25 Jun Put a number on your midyear performance with the right KPIs
We’ve reached the middle of the calendar year. So how are things going for your business? Conversationally you might say, “Pretty good.” But, analytically, can you put a number on how well you’re doing — or several numbers for that matter? You can if you choose and calculate the right key performance indicators (KPIs).
4 common indicators
There are a wide variety of KPIs to choose from. Here are four that can give you a solid snapshot of your midyear position:
1. Gross profit. This figure will tell you how much money you made after your manufacturing and selling costs were paid. It’s calculated by subtracting the cost of goods sold from your total revenue.
2. Current ratio. This ratio will help you gauge the strength of your cash flow. It’s calculated by dividing your current assets by your current liabilities.
3. Inventory turnover ratio. This ratio will warn you ahead of time if certain items are moving more slowly than they have in the past. It also will tell you how often these items are turned over. The ratio is calculated by dividing your cost of goods sold by your average inventory for the period.
4. Debt-to-equity ratio. This ratio will measure your company’s leverage, or how much debt is being used to finance your assets. It’s calculated by dividing your total liabilities by shareholder’s equity.

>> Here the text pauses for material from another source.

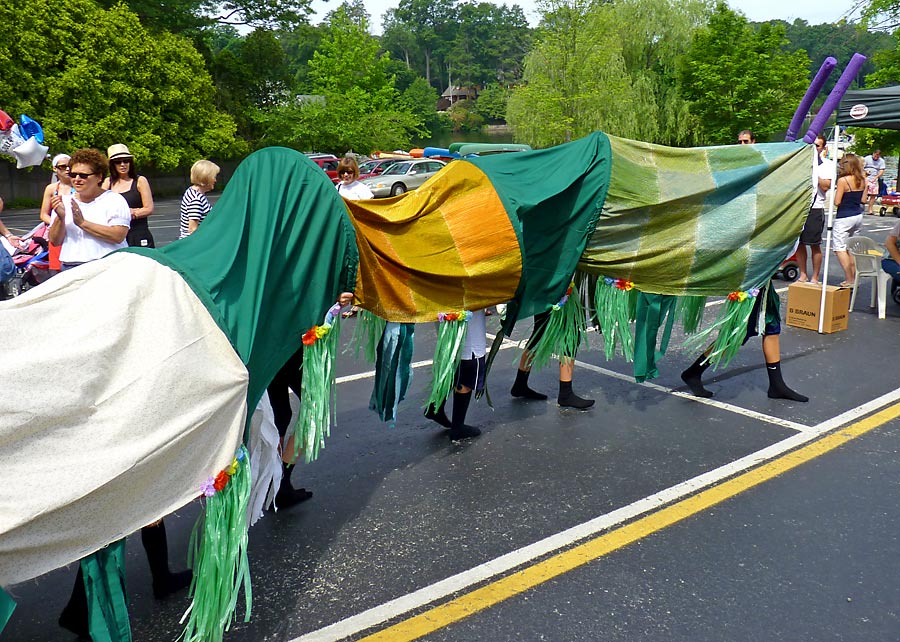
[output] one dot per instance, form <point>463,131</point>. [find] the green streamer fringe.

KPIs aren’t limited to widely used ratios. You can make up your own and apply them to any area of your business.
For example, let’s say the company’s goal is to improve its response time to customer complaints. Its KPI might be to provide an initial response to complaints within 24 hours, and to eventually resolve at least 80% of complaints to the customer’s satisfaction. You can track response times and document resolutions and eventually calculate this KPI.
As another example, say your business wants to improve its closing rate on sales leads. Its KPI could be to convert 50% of all qualified leads into customers over the next six months with the goal of raising this percentage to 60% next year.
Notice that these KPIs are both specific and measurable. Just saying that your company wants to “provide better customer service” or “close more sales” won’t produce a sound KPI.
Midyear is the perfect time to stop, take a breath and objectively assess your company’s performance. This way, if things are really going well, you can determine precisely why and keep that momentum going. And if they’re not, you can figure out how you’re ailing and adjust your budget and objectives accordingly. Our firm can help you choose the KPIs that will provide the information you need, as well as help you apply that data to good business decisions.